There is a lot of talk about this with regards to consumer products, but we must include production of consumer products, inputs for energy generation (mining, transport), use of products, and the overproduction of products – all of which wastes energy. Energy efficiency is about investment in upgrades and transition, but also production and use – all of which cannot happen without massive investments and broad planning. The "free" market is simply not equipped to produce these kinds of outcomes.
Building new infrastructure should be done with energy use in mind, and application of new technologies should be broad to reduce the over-reliance of cheap dirty energy around the world.
The rate of change of a function with a single fixed end-point increases as you squeeze it. The rate will increase as the starting and end points come closer together, and to make up for the squeeze something (in this case, the end-point that can move) has to give and move to a lower position.
Shaikh, A., Capitalism. 2016. Part 2, Chapter 10 and Part 3, Chapter 15. This is summarized quite well here: http://www.socialisteconomist.com/2018/12/modern-monetary-theory-and-inflation.html
This is a basic Marxian economic critique called "Profit On Transfer" – that is profit via a kind of theft. Not sure what to reference here except Marx's Theories of Surplus Value. Beyond exploitation of workers, Capital steals (borrows, actually) from the future via profit on transfer from nature when it pollutes during production. It is debatable whether capitalism can function if it costed these "externalities" appropriately, but it certainly is not costing them appropriately right now.

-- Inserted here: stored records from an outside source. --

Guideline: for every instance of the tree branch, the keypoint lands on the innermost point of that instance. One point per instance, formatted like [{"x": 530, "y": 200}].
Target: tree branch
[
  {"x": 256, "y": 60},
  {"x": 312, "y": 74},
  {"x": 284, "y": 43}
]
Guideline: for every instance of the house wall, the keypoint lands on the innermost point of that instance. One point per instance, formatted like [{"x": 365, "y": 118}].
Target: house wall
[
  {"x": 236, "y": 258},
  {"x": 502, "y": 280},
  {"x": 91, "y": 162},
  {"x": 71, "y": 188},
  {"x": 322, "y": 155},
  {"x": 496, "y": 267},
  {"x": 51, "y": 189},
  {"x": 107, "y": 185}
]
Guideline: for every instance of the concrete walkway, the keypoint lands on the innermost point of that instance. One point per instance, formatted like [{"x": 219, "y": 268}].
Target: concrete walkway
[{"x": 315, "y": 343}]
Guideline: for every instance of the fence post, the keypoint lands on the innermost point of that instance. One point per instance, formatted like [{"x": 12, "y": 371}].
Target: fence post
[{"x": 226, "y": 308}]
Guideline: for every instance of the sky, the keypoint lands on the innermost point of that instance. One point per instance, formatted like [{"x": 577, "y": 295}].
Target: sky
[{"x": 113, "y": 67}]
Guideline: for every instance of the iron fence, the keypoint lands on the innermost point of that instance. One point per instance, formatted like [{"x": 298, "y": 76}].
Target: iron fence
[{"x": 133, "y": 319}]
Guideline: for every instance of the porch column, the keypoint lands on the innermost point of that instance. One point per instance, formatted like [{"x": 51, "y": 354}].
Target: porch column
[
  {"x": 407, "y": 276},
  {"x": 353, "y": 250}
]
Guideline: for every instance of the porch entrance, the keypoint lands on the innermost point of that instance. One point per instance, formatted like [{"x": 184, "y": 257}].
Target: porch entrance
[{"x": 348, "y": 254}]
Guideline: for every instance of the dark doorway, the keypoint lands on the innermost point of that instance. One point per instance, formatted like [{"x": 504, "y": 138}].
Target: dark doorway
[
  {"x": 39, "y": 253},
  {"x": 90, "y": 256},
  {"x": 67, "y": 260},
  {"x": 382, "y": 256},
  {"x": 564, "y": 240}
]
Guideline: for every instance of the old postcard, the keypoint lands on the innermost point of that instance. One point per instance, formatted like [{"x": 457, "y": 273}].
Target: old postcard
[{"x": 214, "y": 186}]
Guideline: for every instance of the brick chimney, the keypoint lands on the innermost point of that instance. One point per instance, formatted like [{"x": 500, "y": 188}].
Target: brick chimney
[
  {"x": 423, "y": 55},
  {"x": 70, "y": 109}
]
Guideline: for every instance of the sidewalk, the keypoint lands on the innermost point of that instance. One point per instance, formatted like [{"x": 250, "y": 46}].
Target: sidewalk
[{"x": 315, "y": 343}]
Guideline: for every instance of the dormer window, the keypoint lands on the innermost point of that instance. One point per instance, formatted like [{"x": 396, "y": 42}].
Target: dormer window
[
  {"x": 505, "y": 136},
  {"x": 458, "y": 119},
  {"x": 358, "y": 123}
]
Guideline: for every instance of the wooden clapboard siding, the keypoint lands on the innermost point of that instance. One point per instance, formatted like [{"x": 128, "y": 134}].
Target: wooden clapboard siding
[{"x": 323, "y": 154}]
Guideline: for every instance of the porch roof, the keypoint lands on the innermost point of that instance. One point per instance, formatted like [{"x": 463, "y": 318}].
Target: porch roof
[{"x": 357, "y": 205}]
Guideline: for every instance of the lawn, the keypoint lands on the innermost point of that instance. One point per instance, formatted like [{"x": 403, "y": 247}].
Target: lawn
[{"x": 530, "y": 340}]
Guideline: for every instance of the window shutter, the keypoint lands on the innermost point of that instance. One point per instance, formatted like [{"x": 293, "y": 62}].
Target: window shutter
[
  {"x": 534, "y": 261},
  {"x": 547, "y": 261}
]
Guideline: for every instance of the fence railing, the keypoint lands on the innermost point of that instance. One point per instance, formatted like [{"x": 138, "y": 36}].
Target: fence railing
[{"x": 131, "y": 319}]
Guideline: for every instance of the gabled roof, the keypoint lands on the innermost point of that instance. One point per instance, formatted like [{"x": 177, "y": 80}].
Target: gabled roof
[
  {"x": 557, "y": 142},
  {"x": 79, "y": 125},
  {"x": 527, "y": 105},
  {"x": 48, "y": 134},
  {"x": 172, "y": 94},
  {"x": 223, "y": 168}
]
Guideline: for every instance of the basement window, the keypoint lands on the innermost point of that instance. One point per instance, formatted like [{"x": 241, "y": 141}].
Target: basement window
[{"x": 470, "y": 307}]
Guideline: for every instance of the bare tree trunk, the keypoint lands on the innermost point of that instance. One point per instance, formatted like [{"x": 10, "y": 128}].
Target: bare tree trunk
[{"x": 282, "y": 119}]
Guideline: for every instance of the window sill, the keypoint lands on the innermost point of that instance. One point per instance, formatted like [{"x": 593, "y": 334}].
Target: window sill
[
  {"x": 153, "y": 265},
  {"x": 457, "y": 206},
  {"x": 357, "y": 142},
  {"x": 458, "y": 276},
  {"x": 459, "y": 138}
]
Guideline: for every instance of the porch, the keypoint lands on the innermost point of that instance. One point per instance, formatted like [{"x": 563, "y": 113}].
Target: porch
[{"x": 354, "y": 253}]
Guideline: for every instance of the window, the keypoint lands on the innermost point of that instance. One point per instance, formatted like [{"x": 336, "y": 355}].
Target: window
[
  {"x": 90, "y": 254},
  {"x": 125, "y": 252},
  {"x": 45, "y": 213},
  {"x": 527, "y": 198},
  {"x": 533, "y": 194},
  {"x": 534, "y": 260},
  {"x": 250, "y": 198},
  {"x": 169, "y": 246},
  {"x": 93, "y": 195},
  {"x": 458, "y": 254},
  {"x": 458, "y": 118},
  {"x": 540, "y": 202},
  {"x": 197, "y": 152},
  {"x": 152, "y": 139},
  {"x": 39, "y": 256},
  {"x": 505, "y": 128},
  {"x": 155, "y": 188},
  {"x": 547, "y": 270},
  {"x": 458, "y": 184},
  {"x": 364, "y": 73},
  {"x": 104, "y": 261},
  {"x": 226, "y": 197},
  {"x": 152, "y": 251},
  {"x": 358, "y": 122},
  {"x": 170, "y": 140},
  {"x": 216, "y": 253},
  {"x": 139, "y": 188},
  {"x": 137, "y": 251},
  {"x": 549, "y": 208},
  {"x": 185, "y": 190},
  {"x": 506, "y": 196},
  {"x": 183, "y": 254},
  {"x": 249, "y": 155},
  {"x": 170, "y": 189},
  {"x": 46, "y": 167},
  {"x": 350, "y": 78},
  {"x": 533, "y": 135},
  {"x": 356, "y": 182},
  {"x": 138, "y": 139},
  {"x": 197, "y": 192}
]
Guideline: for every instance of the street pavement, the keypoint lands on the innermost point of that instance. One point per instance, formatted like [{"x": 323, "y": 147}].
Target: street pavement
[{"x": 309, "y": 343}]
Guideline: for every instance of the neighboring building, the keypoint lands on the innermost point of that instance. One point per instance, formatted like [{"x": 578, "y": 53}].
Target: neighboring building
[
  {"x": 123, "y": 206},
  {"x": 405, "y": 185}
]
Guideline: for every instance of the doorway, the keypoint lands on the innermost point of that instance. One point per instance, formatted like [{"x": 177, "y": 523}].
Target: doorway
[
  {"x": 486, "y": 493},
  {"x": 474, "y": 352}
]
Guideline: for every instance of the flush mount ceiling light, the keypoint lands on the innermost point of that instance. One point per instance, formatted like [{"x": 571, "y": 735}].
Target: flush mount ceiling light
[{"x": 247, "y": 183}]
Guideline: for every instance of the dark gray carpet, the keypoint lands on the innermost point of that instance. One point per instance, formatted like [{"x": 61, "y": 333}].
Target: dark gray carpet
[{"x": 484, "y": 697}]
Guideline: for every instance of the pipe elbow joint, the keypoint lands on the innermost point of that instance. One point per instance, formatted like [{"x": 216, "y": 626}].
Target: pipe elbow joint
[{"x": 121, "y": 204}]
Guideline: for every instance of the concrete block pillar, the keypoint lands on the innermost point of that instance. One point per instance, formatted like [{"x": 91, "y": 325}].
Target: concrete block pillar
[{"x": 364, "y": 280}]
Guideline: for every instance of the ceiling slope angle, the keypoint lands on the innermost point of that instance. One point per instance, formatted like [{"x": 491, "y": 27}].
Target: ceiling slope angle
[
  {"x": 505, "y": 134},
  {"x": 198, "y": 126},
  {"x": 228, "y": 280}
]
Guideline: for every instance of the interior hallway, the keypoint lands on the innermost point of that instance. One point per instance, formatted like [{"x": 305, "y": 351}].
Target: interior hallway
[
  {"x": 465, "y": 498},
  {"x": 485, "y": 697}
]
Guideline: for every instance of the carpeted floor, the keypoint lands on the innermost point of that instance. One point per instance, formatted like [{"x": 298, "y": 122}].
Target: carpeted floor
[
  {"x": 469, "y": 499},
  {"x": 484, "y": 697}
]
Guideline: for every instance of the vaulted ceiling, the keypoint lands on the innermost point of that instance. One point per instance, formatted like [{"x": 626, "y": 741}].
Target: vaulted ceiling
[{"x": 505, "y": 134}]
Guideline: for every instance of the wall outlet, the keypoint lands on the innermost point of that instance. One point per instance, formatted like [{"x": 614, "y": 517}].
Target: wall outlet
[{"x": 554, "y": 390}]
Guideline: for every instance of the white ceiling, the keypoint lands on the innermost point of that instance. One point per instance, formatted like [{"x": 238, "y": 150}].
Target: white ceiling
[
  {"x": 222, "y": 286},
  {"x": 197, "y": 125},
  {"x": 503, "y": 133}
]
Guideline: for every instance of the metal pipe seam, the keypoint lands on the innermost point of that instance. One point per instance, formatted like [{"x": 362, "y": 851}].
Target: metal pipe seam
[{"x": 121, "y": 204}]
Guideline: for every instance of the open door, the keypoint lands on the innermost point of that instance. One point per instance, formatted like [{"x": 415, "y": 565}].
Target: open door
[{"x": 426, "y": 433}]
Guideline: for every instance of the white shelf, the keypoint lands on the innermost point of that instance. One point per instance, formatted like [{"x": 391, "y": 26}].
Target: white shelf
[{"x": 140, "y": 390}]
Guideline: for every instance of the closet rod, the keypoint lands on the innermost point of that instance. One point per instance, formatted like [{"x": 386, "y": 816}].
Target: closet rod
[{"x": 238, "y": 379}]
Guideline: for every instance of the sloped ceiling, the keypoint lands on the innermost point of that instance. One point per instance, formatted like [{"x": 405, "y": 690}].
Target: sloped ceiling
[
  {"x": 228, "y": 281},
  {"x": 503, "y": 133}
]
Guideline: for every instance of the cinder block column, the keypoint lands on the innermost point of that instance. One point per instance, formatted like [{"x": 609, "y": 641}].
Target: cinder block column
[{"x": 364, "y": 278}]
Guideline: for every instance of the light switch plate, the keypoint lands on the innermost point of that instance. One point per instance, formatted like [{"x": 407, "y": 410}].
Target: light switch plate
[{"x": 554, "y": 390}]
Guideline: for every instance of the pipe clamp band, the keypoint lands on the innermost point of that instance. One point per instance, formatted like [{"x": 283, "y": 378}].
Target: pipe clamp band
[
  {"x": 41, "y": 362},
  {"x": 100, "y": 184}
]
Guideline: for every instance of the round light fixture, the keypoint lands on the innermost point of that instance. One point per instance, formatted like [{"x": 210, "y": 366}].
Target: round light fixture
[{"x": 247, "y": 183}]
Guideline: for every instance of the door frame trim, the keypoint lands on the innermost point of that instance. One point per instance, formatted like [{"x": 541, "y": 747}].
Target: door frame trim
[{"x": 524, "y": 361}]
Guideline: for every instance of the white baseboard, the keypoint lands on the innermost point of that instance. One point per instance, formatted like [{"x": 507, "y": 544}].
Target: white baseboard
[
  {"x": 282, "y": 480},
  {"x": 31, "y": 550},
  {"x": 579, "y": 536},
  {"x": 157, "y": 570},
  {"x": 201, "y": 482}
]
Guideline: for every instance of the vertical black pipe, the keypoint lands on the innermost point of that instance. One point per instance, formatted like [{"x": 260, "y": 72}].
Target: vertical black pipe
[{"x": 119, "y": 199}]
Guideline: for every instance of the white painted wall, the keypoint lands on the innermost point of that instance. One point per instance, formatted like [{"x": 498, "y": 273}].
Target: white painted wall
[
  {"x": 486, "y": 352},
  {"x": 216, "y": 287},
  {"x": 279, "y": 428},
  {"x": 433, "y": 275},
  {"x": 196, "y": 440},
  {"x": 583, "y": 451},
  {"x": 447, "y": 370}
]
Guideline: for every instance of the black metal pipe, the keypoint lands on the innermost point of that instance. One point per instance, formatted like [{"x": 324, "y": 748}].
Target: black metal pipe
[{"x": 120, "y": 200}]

This is inherent in all climate models, but somehow missing in many conversation about energy (heat) production as we transition to electrical energy generation through other means. Efficiency of production, transmission, and distribution of energy will become important as we reach thresholds of runaway warming. CCS is not an answer without a catalyst that can work millions of times faster and as efficient than a plant at absorbing CO2 per energy released.